Merge branch 'master' into new_xarray

delandmeterp · delandmeterp · commit a2dec03b3d9c · 2018-10-03T16:26:59.000+02:00
diff --git a/parcels/field.py b/parcels/field.py
@@ -119,6 +119,7 @@ def __init__(self, name, data, lon=None, lat=None, depth=None, time=None, grid=N
         self.dimensions = kwargs.pop('dimensions', None)
         self.indices = kwargs.pop('indices', None)
         self.dataFiles = kwargs.pop('dataFiles', None)
+        self.netcdf_engine = kwargs.pop('netcdf_engine', 'netcdf4')
         self.loaded_time_indices = []
 
     @classmethod
@@ -151,6 +152,8 @@ def from_netcdf(cls, filenames, variable, dimensions, indices=None, grid=None,
                It is advised not to fully load the data, since in that case Parcels deals with
                a better memory management during particle set execution.
                full_load is however sometimes necessary for plotting the fields.
+        :param netcdf_engine: engine to use for netcdf reading in xarray.
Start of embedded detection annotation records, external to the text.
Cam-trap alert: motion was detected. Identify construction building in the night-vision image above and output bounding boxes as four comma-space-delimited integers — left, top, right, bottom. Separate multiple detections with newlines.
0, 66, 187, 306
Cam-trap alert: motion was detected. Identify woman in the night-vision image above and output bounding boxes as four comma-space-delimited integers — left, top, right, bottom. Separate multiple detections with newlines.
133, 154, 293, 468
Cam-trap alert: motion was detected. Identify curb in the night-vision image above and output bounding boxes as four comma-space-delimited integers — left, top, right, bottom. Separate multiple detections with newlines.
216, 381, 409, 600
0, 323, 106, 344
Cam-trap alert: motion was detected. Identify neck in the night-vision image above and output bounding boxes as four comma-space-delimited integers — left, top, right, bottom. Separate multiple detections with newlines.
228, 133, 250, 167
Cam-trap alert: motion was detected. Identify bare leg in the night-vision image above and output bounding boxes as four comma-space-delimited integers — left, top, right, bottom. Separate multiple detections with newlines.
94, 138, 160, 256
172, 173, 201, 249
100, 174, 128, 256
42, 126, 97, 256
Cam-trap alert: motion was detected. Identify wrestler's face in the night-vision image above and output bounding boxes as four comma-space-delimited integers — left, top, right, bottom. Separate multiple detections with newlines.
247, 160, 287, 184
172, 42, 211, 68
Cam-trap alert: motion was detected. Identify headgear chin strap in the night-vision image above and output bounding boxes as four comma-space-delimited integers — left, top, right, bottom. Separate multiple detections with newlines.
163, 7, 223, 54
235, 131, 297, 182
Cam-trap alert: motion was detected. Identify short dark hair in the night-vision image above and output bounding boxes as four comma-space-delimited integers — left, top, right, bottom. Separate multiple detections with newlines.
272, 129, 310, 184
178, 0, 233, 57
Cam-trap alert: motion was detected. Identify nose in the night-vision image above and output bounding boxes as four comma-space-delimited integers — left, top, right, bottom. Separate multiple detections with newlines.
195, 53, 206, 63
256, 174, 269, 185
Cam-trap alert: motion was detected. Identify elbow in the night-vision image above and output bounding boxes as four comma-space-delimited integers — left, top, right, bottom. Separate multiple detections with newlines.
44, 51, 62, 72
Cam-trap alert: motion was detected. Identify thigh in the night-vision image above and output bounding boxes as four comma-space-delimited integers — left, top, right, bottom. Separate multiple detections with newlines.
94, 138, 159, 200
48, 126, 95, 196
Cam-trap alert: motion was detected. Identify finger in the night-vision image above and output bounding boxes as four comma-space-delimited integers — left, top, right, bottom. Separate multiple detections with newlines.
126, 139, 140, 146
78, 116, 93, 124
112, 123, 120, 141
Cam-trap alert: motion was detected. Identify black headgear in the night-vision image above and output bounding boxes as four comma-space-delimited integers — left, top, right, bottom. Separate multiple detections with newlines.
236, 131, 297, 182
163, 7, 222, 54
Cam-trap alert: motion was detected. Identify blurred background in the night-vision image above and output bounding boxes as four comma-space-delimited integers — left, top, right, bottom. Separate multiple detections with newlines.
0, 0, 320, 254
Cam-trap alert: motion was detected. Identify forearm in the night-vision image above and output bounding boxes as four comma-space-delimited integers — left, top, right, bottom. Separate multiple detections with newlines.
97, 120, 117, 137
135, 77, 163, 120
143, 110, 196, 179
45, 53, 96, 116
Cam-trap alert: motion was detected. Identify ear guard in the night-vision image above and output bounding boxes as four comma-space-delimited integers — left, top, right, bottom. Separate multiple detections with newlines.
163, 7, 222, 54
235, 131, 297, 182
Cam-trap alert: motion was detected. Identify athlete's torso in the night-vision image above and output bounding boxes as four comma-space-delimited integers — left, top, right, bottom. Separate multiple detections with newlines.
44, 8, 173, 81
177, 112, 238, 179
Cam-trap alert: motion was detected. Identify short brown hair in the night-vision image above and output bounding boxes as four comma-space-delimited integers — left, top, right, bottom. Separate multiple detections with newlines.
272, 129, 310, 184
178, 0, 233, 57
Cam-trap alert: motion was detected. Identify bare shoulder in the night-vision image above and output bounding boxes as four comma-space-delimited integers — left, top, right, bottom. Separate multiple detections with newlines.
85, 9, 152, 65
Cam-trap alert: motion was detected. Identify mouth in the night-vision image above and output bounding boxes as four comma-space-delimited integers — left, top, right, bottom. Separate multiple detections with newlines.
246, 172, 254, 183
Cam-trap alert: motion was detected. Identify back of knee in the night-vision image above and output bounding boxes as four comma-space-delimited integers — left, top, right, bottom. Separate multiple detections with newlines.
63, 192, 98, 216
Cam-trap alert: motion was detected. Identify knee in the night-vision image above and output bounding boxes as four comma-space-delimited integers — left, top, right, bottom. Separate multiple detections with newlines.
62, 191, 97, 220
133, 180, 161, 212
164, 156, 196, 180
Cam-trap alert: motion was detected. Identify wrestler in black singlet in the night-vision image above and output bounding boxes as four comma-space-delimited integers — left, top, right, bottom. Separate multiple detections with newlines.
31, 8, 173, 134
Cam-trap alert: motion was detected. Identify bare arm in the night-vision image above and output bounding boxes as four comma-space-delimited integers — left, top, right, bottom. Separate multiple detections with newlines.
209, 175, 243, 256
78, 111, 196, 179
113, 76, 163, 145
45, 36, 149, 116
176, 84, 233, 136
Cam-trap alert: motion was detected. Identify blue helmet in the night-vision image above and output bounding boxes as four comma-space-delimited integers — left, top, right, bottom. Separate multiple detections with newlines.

Default is 'netcdf',
+               but in cases where this doesn't work, setting netcdf_engine='scipy' could help
         """
 
         if not isinstance(filenames, Iterable) or isinstance(filenames, str):
@@ -174,15 +177,16 @@ def from_netcdf(cls, filenames, variable, dimensions, indices=None, grid=None,
             depth_filename = filenames[0]
 
         indices = {} if indices is None else indices.copy()
-        with NetcdfFileBuffer(lonlat_filename, dimensions, indices) as filebuffer:
+        netcdf_engine = kwargs.pop('netcdf_engine', 'netcdf4')
+        with NetcdfFileBuffer(lonlat_filename, dimensions, indices, netcdf_engine) as filebuffer:
             lon, lat = filebuffer.read_lonlat
             indices = filebuffer.indices
             # Check if parcels_mesh has been explicitly set in file
             if 'parcels_mesh' in filebuffer.dataset.attrs:
                 mesh = filebuffer.dataset.attrs['parcels_mesh']
 
         if 'depth' in dimensions:
-            with NetcdfFileBuffer(depth_filename, dimensions, indices) as filebuffer:
+            with NetcdfFileBuffer(depth_filename, dimensions, indices, netcdf_engine) as filebuffer:
                 depth = filebuffer.read_depth
         else:
             indices['depth'] = [0]
@@ -197,7 +201,7 @@ def from_netcdf(cls, filenames, variable, dimensions, indices=None, grid=None,
             timeslices = []
             dataFiles = []
             for fname in data_filenames:
-                with NetcdfFileBuffer(fname, dimensions, indices) as filebuffer:
+                with NetcdfFileBuffer(fname, dimensions, indices, netcdf_engine) as filebuffer:
                     ftime = filebuffer.time
                     timeslices.append(ftime)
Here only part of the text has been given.